Assassinat de la journaliste maltaise Daphne Caruana Galizia : un accusé condamné à quinze ans de prison

Le tribunal a déclaré avoir tenu compte du fait que Vincent Muscat, qui avait pour la première fois plus tôt dans la journée plaidé coupable de ce meurtre, avait collaboré avec la police.

Trois ans et demi après le meurtre de Daphne Caruana Galizia, les trois accusés font face à la justice maltaise. Mardi 23 février, l’un d’entre eux, Vincent Muscat, a été condamné par le tribunal de La Valette à une peine de quinze ans de prison pour le meurtre, en octobre 2017, de la journaliste maltaise anticorruption.

En annonçant le verdict, le tribunal a déclaré avoir tenu compte du fait que Vincent Muscat, qui avait pour la première fois plus tôt dans la journée plaidé coupable de ce meurtre, avait collaboré avec la police et que le parquet avait lui aussi demandé cette peine. La juge a ainsi précisé que le principal responsable de l’enquête sur le meurtre de la journaliste, l’inspecteur Keith Arnaud, avait assuré que Vincent Muscat collaborait avec la police depuis 2018.

La famille de la journaliste, déçue par le verdict, a néanmoins dit espérer que la condamnation de M. Muscat « ouvrirait la voie à une justice totale pour Daphne Caruana Galizia ». L’avocat de la famille, Jason Azzopardi, a précisé que ses clients avaient donné leur accord à la proposition du parquet d’une peine de quinze ans de prison pour Vincent Muscat.

Changement de défense

Le 16 octobre 2017, la journaliste blogueuse Daphne Caruana Galizia, 53 ans, est tuée par une bombe placée dans sa voiture. Elle enquêtait depuis plusieurs années sur la corruption au plus haut niveau à Malte et notamment sur le business de la vente de passeports européens par l’Etat maltais à des personnes parfois sous le coup de sanctions internationales, les relatant dans son blog « Running Commentary ».
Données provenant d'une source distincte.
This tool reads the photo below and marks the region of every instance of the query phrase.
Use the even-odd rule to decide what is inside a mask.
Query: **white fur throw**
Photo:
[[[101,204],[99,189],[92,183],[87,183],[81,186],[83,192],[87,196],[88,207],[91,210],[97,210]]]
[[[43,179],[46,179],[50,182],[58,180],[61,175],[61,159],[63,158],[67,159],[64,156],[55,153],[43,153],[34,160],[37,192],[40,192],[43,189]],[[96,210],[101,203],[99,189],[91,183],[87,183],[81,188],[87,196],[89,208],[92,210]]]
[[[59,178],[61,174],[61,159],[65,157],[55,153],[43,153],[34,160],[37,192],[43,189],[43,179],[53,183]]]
Considérés comme de simples exécutants, trois hommes au casier judiciaire déjà chargé – les frères Alfred et George Degiorgio, ainsi que Vincent Muscat – sont inculpés le lendemain, soupçonnés de participation à une organisation criminelle et d’avoir fabriqué la bombe. Ils plaidaient non coupables depuis lors, jusqu’au retournement de situation de mardi lorsque M. Muscat a décidé de plaider coupable. « Ce sont de graves accusations, meurtre, conspiration, il risque la réclusion à perpétuité », a lancé la juge Edwina Grima à Marc Sant, l’avocat de M. Muscat, mais ce dernier a répété qu’il plaidait coupable.

Sur la piste du commanditaire

Un quatrième homme lié à cette affaire, Yorgen Fenech, un homme d’affaires propriétaire de la société 17 Black, avait été arrêté en 2019 sur son yacht au large de Malte, alors qu’il tentait de fuir. Un chauffeur de taxi soupçonné d’avoir été un intermédiaire l’accuse d’avoir été le principal commanditaire du meurtre, mais les audiences le concernant n’ont pas encore commencé.
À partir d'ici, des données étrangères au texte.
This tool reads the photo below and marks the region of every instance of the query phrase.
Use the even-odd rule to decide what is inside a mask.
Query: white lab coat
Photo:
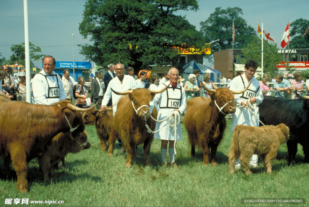
[[[165,78],[164,78],[164,77],[163,77],[163,78],[162,78],[162,79],[160,80],[160,81],[159,82],[159,85],[160,84],[162,84],[163,83],[165,83],[167,81],[166,80],[166,79],[165,79]]]
[[[148,90],[158,90],[158,87],[159,86],[157,85],[154,85],[154,84],[151,84],[149,86],[149,88],[148,88]],[[158,105],[158,101],[157,101],[154,104],[154,106],[155,106],[156,108],[157,109],[157,111],[159,111],[159,106]]]
[[[245,74],[243,74],[241,75],[243,80],[245,86],[247,87],[249,84],[247,80]],[[245,88],[240,75],[239,75],[235,77],[233,80],[232,81],[230,82],[231,87],[230,89],[232,91],[240,91]],[[259,113],[259,107],[257,107],[259,105],[262,103],[263,100],[263,94],[262,90],[260,88],[260,83],[259,81],[254,78],[252,78],[251,79],[252,81],[251,85],[248,88],[248,90],[252,90],[256,92],[256,106],[257,110],[257,115],[256,116],[259,119],[260,114]],[[246,91],[244,93],[249,91]],[[247,99],[245,98],[240,97],[239,97],[242,95],[242,94],[235,94],[235,100],[236,106],[239,106],[242,105],[241,104],[242,101],[247,101]],[[254,110],[252,110],[252,112],[254,112]],[[236,108],[236,112],[232,114],[233,117],[233,122],[232,123],[232,127],[231,131],[234,131],[234,127],[238,124],[242,124],[245,126],[255,126],[254,120],[255,120],[255,126],[258,126],[259,122],[257,119],[256,119],[254,116],[248,110],[244,107]]]
[[[169,81],[166,82],[165,85],[164,84],[160,84],[159,85],[157,89],[161,90],[164,88],[166,87],[166,86],[169,84],[169,83],[170,81]],[[167,89],[163,92],[161,93],[157,93],[156,94],[154,98],[153,103],[155,104],[159,101],[159,106],[161,107],[158,112],[157,120],[161,120],[164,119],[173,113],[173,111],[175,109],[178,109],[179,110],[180,114],[182,114],[185,110],[187,108],[187,104],[186,103],[186,94],[184,92],[184,89],[182,86],[180,86],[178,84],[177,84],[177,88],[180,89],[175,89],[175,91],[173,91],[173,89],[170,85]],[[180,88],[181,88],[181,93],[180,90]],[[167,106],[167,103],[168,101],[168,100],[167,100],[167,93],[168,93],[168,97],[170,99],[180,99],[182,95],[182,97],[181,100],[180,101],[180,107],[179,108],[172,108],[169,107],[165,108],[162,108],[162,107]],[[171,101],[172,102],[173,101],[172,100],[170,99],[168,101],[169,102],[170,102]],[[151,108],[150,109],[151,110]],[[157,122],[155,131],[156,131],[161,128],[162,126],[168,121],[168,119],[167,119],[162,122]],[[174,120],[173,118],[172,120]],[[172,125],[174,124],[173,121],[172,122],[171,124]],[[176,140],[177,141],[181,140],[181,132],[180,122],[179,124],[177,125],[176,130],[177,137]],[[170,127],[168,124],[167,124],[163,129],[155,133],[154,134],[154,137],[161,140],[174,140],[175,138],[174,133],[173,127]]]
[[[46,73],[43,69],[39,73],[44,75],[49,75]],[[59,75],[55,73],[54,71],[53,71],[51,75],[55,75],[53,76],[47,75],[46,76],[48,82],[48,84],[45,77],[41,75],[37,74],[32,79],[32,91],[33,96],[35,99],[36,103],[37,104],[50,105],[66,99],[66,93],[64,92],[63,84]],[[58,78],[58,83],[57,82],[56,76]],[[59,98],[47,98],[49,95],[49,85],[50,87],[59,87]]]
[[[117,95],[113,93],[111,88],[117,92],[121,92],[130,89],[134,90],[137,88],[136,83],[134,78],[128,75],[124,75],[122,84],[119,80],[118,76],[116,76],[112,79],[108,84],[106,89],[106,91],[104,94],[104,97],[102,101],[102,106],[106,106],[111,97],[112,100],[112,104],[114,105],[120,98],[121,96]],[[113,115],[115,116],[115,113],[117,110],[117,104],[113,106]]]
[[[136,87],[138,88],[145,88],[146,84],[143,81],[142,82],[139,79],[138,79],[135,80],[135,83],[136,83]]]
C’est en creusant le volet maltais des retentissants « Panama papers » que Daphne Caruana Galizia avait mis au jour les liens entre M. Fenech et de hauts responsables politiques maltais. Elle avait notamment révélé qu’une société de Dubaï, 17 Black, avait versé 2 millions d’euros à Keith Schembri, à l’époque chef de cabinet du premier ministre Joseph Muscat (sans lien de parenté avec Vincent Muscat), et Konrad Mizzi, le ministre du tourisme. La contrepartie de ces pots-de-vin présumés n’est pas connue.

Le consortium de journalistes Projet Daphné, dont fait partie Le Monde, a repris ses enquêtes et a révélé que 17 Black appartenait à M. Fenech. Et le chef du gouvernement, accusé de s’être ingéré dans l’affaire et d’avoir protégé ses collaborateurs, son chef de cabinet, ainsi que le ministre du tourisme ont démissionné depuis.

Yorgen Fenech a été inculpé de complicité samedi. Il a lui-même mis en cause plusieurs hauts responsables du gouvernement, en particulier Keith Schembri, le désignant comme le « vrai commanditaire » de l’assassinat.